I’m a Trekkie*. I’ll openly admit that. Show me Captain Kirk fighting Klingons and I’m content. Whilst watching the latest film I was struck by the starship’s fictional energy source, Dilithium crystals, which enables the ship to be entirely self-sufficient, indefinitely. A powerful (albeit far-fetched) concept, but is it actually that far from reality when the energy market’s current trajectory is considered?

A small section of consumers have taken advantage of technology developments (in particular Solar PV, heat pumps and battery storage) so that they are no longer solely reliant on importing energy from the grid, instead they produce enough to export back into it. So called ‘Prosumers’ generate income from selling their surplus, reducing the demand for typical energy generation methods and helping smooth peaks in system demand.

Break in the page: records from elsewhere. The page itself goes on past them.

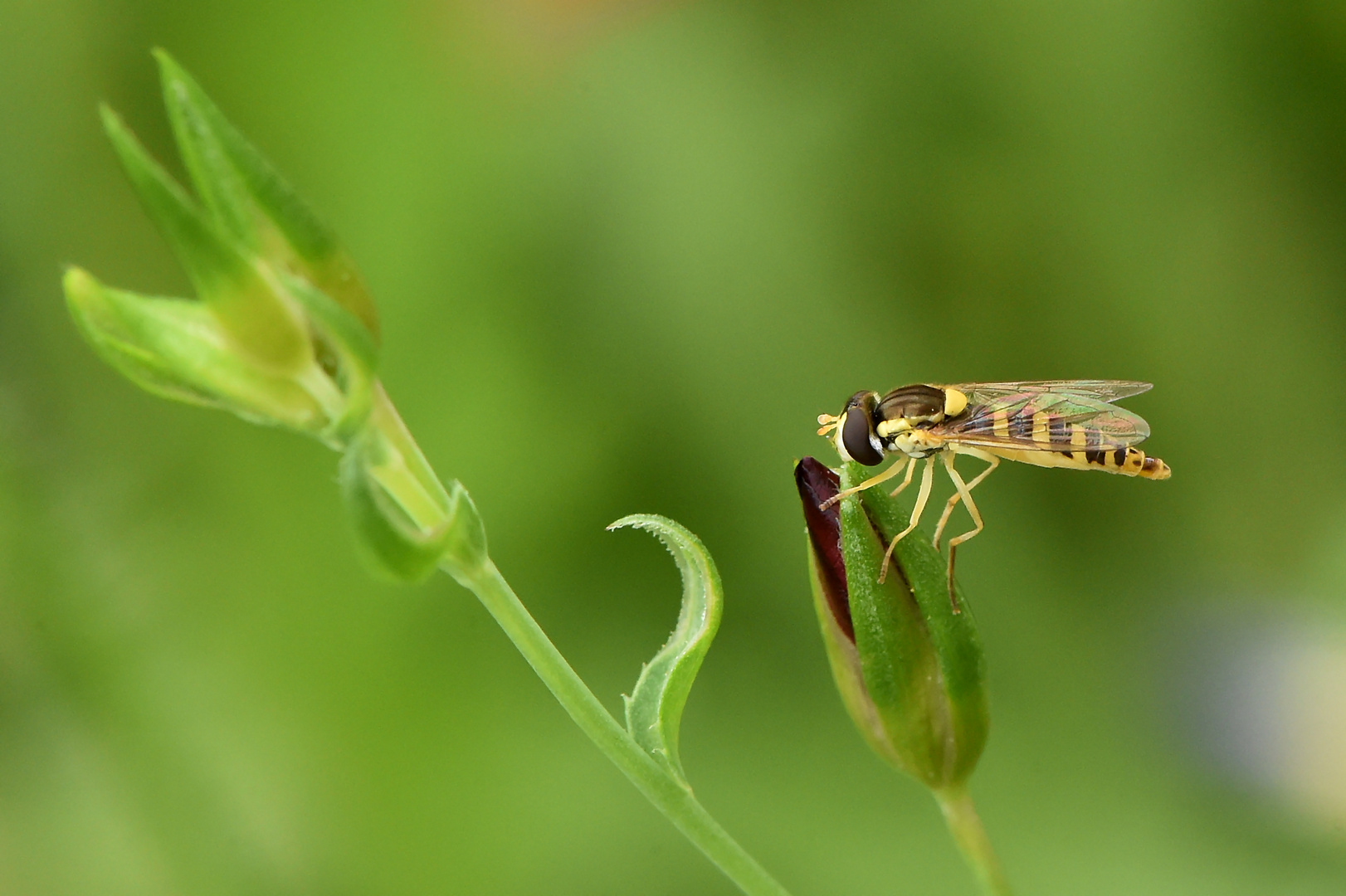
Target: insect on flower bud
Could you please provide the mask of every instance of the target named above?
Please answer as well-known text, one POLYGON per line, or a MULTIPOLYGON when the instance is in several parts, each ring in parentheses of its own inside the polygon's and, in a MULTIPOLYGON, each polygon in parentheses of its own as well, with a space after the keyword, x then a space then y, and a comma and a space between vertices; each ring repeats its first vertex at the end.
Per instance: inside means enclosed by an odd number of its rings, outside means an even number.
POLYGON ((861 482, 813 457, 794 468, 809 535, 814 605, 832 675, 851 718, 879 756, 935 791, 960 787, 987 739, 985 670, 970 612, 954 613, 944 560, 913 533, 879 583, 884 546, 906 514, 882 488, 826 510, 861 482))

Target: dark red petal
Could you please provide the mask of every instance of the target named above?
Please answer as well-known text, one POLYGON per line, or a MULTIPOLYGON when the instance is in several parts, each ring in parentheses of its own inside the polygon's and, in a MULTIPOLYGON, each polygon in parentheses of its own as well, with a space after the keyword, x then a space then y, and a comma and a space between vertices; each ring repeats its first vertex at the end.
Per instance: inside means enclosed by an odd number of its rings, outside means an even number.
POLYGON ((816 457, 805 457, 794 465, 794 484, 804 502, 804 522, 809 527, 813 556, 817 557, 822 595, 832 608, 832 616, 845 636, 855 640, 851 623, 851 599, 845 584, 845 562, 841 560, 841 514, 839 505, 818 510, 840 490, 840 478, 816 457))

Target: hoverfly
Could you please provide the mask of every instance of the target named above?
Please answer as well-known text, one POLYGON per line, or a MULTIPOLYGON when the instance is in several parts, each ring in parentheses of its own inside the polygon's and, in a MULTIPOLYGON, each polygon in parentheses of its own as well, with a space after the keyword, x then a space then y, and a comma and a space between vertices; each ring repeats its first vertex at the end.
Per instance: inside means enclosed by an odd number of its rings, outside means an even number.
POLYGON ((921 522, 938 455, 956 491, 934 529, 935 550, 949 515, 960 502, 968 506, 976 525, 949 541, 949 600, 953 611, 958 612, 958 600, 953 593, 953 558, 958 545, 984 529, 972 490, 1000 465, 1001 459, 1038 467, 1102 470, 1123 476, 1168 479, 1172 472, 1168 464, 1132 448, 1149 436, 1149 425, 1112 404, 1148 389, 1148 382, 1128 379, 1043 379, 966 382, 957 386, 917 383, 894 389, 886 396, 857 391, 840 416, 818 416, 822 424, 818 435, 836 433, 832 441, 843 460, 856 460, 867 467, 878 467, 888 455, 898 455, 899 460, 878 476, 832 496, 821 507, 826 510, 848 495, 906 471, 902 484, 892 491, 896 495, 911 484, 917 460, 925 459, 911 521, 883 554, 879 573, 879 581, 883 581, 892 549, 921 522), (969 455, 989 465, 964 482, 953 468, 957 455, 969 455))

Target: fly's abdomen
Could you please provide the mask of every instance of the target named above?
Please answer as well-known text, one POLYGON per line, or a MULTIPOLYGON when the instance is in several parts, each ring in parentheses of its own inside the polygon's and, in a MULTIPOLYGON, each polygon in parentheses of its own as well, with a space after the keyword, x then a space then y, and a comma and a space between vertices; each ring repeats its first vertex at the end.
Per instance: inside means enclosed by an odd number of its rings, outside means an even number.
MULTIPOLYGON (((997 414, 1001 417, 1001 414, 997 414)), ((1057 414, 1011 414, 996 420, 996 433, 1028 440, 1043 445, 1038 449, 984 447, 1005 460, 1016 460, 1035 467, 1069 467, 1071 470, 1101 470, 1140 476, 1141 479, 1168 479, 1172 471, 1159 457, 1149 457, 1139 448, 1109 444, 1108 435, 1086 424, 1066 422, 1057 414), (1003 431, 1003 433, 1001 433, 1003 431), (1051 448, 1047 448, 1051 445, 1051 448)))

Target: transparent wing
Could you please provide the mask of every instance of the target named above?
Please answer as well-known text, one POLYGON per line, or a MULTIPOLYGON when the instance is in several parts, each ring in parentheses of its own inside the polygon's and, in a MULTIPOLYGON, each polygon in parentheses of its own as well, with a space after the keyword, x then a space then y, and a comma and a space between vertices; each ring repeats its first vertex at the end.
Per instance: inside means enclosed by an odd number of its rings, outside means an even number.
POLYGON ((1154 385, 1135 379, 1030 379, 1024 382, 964 382, 954 389, 966 394, 968 404, 972 405, 988 405, 1030 393, 1051 393, 1112 404, 1149 391, 1154 385))
POLYGON ((1148 439, 1149 424, 1098 398, 1020 390, 969 405, 968 413, 933 426, 931 432, 950 441, 987 448, 1110 451, 1148 439))

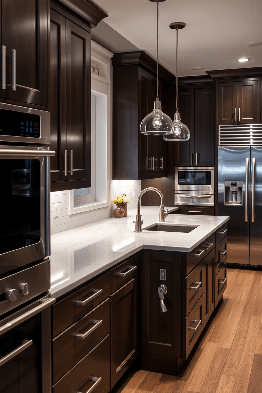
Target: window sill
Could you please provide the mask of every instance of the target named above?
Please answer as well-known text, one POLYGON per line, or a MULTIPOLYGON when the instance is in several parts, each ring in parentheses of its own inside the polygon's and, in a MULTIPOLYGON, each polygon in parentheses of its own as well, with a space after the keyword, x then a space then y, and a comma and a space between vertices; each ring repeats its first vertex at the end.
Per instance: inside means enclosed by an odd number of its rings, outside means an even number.
POLYGON ((77 214, 78 213, 82 213, 84 211, 90 211, 91 210, 95 210, 97 209, 100 209, 101 208, 106 208, 110 206, 109 202, 90 202, 90 203, 86 204, 86 205, 82 205, 81 206, 77 206, 74 208, 73 204, 72 206, 71 203, 69 203, 69 215, 72 214, 77 214))

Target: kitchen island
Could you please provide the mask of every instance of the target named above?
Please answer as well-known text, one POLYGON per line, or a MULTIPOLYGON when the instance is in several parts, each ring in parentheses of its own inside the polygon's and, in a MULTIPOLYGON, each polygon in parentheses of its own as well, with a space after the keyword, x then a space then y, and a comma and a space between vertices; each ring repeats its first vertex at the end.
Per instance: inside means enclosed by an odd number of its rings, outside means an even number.
POLYGON ((139 351, 143 369, 183 367, 226 287, 229 217, 170 214, 187 233, 150 230, 159 213, 141 207, 142 233, 133 209, 51 237, 54 393, 106 393, 139 351))

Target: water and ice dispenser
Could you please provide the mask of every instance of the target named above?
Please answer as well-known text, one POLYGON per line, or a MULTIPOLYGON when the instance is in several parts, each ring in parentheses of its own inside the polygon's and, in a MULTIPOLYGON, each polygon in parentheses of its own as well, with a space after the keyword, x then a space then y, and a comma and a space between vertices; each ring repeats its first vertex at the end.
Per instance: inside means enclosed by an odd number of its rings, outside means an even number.
POLYGON ((224 204, 243 205, 243 182, 226 180, 224 183, 224 204))

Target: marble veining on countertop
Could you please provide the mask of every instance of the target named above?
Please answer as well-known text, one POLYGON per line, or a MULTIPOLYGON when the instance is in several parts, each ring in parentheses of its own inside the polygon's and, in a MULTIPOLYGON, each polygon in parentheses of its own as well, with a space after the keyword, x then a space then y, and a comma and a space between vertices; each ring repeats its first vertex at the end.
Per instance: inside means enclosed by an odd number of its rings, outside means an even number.
POLYGON ((140 233, 134 231, 137 211, 132 209, 128 211, 126 217, 107 219, 52 235, 49 290, 52 296, 66 294, 142 248, 191 251, 229 219, 222 216, 170 214, 165 218, 167 224, 198 226, 189 233, 145 231, 158 222, 159 209, 141 206, 144 223, 140 233))

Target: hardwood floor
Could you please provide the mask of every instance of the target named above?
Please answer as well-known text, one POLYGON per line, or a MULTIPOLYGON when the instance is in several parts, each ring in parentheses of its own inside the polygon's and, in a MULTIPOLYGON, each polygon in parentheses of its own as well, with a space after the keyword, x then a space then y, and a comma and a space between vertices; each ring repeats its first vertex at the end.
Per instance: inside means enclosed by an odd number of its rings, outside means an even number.
POLYGON ((262 272, 228 268, 227 285, 178 376, 133 371, 115 393, 262 393, 262 272))

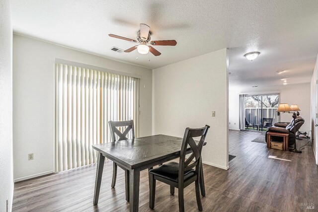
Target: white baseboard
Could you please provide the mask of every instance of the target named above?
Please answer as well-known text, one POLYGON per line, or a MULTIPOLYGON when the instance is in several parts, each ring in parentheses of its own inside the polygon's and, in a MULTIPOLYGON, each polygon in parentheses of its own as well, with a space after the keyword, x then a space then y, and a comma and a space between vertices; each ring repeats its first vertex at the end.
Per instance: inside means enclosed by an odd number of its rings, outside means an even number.
POLYGON ((48 171, 46 171, 45 172, 39 173, 38 174, 33 174, 32 175, 27 176, 26 177, 20 177, 19 178, 17 178, 14 179, 14 182, 16 183, 17 182, 22 181, 22 180, 28 180, 29 179, 34 178, 37 177, 40 177, 41 176, 49 174, 52 174, 52 173, 54 173, 54 170, 51 170, 48 171))
POLYGON ((204 163, 205 164, 210 165, 210 166, 215 166, 216 167, 220 168, 222 169, 228 170, 230 168, 230 166, 228 166, 228 167, 220 166, 220 165, 215 164, 214 163, 210 163, 209 162, 205 161, 202 160, 202 163, 204 163))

This benefits the individual and our energy system but there are three key barriers which must be overcome before Prosumer technology is adopted en mass:

  1. raise market identity and brand awareness: Public perception currently sees self-generation as a niche product which only early adopters have capitalised on. Beyond this there is an image problem. Greg Smith, the senior technical trainer for battery-maker Sonnen highlighted that “the overwhelming portion of the systems we sell is for backup.” This will be defined in more detail in a later blog, but there is a learning curve that needs to be addressed so that Prosumers are kept at the heart of this energy transition
  2. reduce upfront capital costs: In 2016 it cost approximately £6,000 per house to install solar PV plus an additional £2,000 for battery storage. This presents a significant barrier to entry for those with low disposable income. To achieve mass adoption the price will need to decrease further. The National Renewable Energy Laboratory’s (NREL) recent report on Solar PV costs provides reassuring reading; in the past seven years the total cost of installing solar PV reduced by 58 percent. To be economically viable for the next wave of prosumers, this must continue at a similar rate. Not an easy ask if the Swanson Effect is to hold
  3. shift government policy to foster new technology: Tax and subsidies are hugely important in Prosumer technology adoption. The Feed-In-Tariff (FIT) introduced in 2011 bought energy at 19p/kW for every kW produced (whether it entered the grid or not) providing on average a Return On Investment (ROI) of approximately 12 years. Since then successive decreases in subsidy have reduced the rate to 4.85p/kW and have extended the ROI to 15 years despite significant reductions in upfront costs. This in turn has affected adoption rates; 40,000 applications/quarter in 2015 to 11,000/quarter in 2016. If the government doesn’t support prospective prosumers wishing to adopt self-fuelling initiatives, it will only reinforce the need for centralised energy generation such as Hinckley Point C.

The potential of the Prosumer Revolution is huge – cheaper householder energy costs, reduced strain on generation infrastructure and better load and loss management of the grid. But until customers are more aware of the benefits self-generation technologies provide and can access them more cheaply, the prosumer revolution will remain constrained.
For the time being Star Trek’s energy utopia is not a reality, however in our lifetime it could be. Strange to think, but the Dilithium plot device written in the 1960’s as a futuristic technology advancement 100s of years away is on the cusp of becoming a global standard.

* Noun: a fan of the US science fiction television programme Star Trek.